Software makers that have been battered amid this year’s stock slump were dealt another blow this week when Microsoft gave a warning of even more headwinds coming down the pike.
The world’s largest software maker cut its profit forecast for the current quarter on Thursday and blamed the surging US dollar for an imminent drag on its earnings to the tune of $460 million. The company’s rare mid-season revision took markets by surprise and briefly sent futures on the S&P 500 Index tumbling.
Microsoft and other large US software makers such as Oracle and Adobe have complex global operations and higher exposure to foreign currencies. The US Dollar Index has risen more than 7 per cent off a January low, and last month hit its highest in two decades. The more expensive dollar is bound to add to pressures already threatening the companies’ margins such as higher costs.
“A strong dollar will be a recurring theme across many large software companies, as most generate over one-third of their sales outside the US,” said Anurag Rana, a senior analyst at Bloomberg Intelligence.
Soaring US Treasury yields and expectations of tighter monetary policy from the Federal Reserve have caused investors to flee software stocks with pricey valuations and whose profits are expected to be delivered far in the future.
The iShares Expanded Tech-Software Sector ETF is down 26 per cent in 2022, including a drop of 2.3 per cent in Friday’s session. A Goldman Sachs basket of the priciest software names is down more than 45 per cent, while the broad S&P 500 Index is down 14 per cent. Microsoft fell 1.7 per cent on Friday and ended the week with a 1.2 per cent decline.
Wall Street has been encouraged by strong financial results from software makers this earnings season. Salesforce this week gave a bullish full-year forecast but said results were hurt by the dollar’s strength, and gave a warning it expects the issue to extend into the second quarter.
Companies with larger exposure to currencies like Salesforce will have to look into hedging strategies to protect against the dollar strength, said Brendan McKenna, a strategist at Wells Fargo. He sees the dollar bulking up against most developed countries’ currencies, as well as those from emerging markets, with few exceptions.

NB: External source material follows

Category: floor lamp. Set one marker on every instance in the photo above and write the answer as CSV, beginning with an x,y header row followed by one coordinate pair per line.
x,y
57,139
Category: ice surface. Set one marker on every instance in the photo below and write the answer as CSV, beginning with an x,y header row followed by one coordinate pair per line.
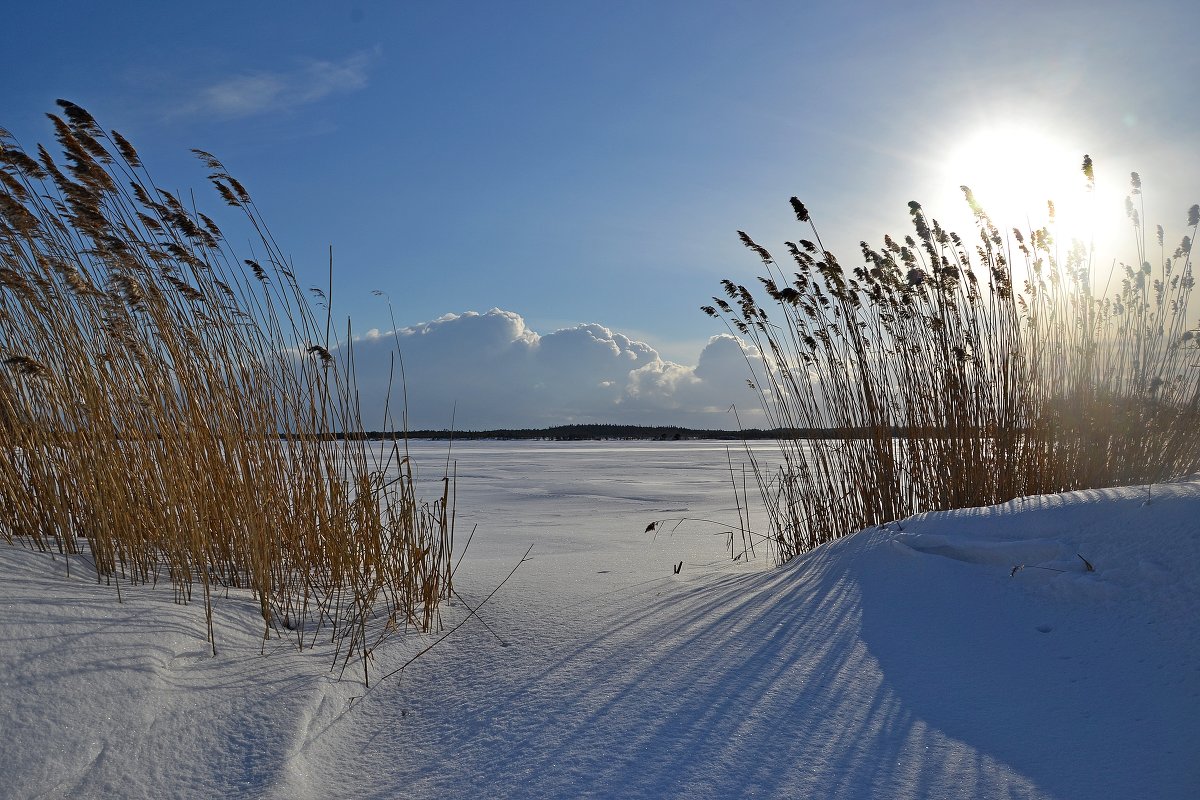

For now, analysts have remained sanguine about profits lost to foreign-exchange rates, focusing instead on strong fundamentals that point to the group’s resilience in the face of slowing economic growth.
But for some investors, there are still too many risks to justify piling back into software stocks despite more attractive prices.
“They’re more attractive than they were, but we won’t chase the quality names lower thinking they’re bargains yet,” Stephen Hoedt, managing director of equity research at Key Private Bank. “Cheap can quickly become cheaper in a rising-rate environment.”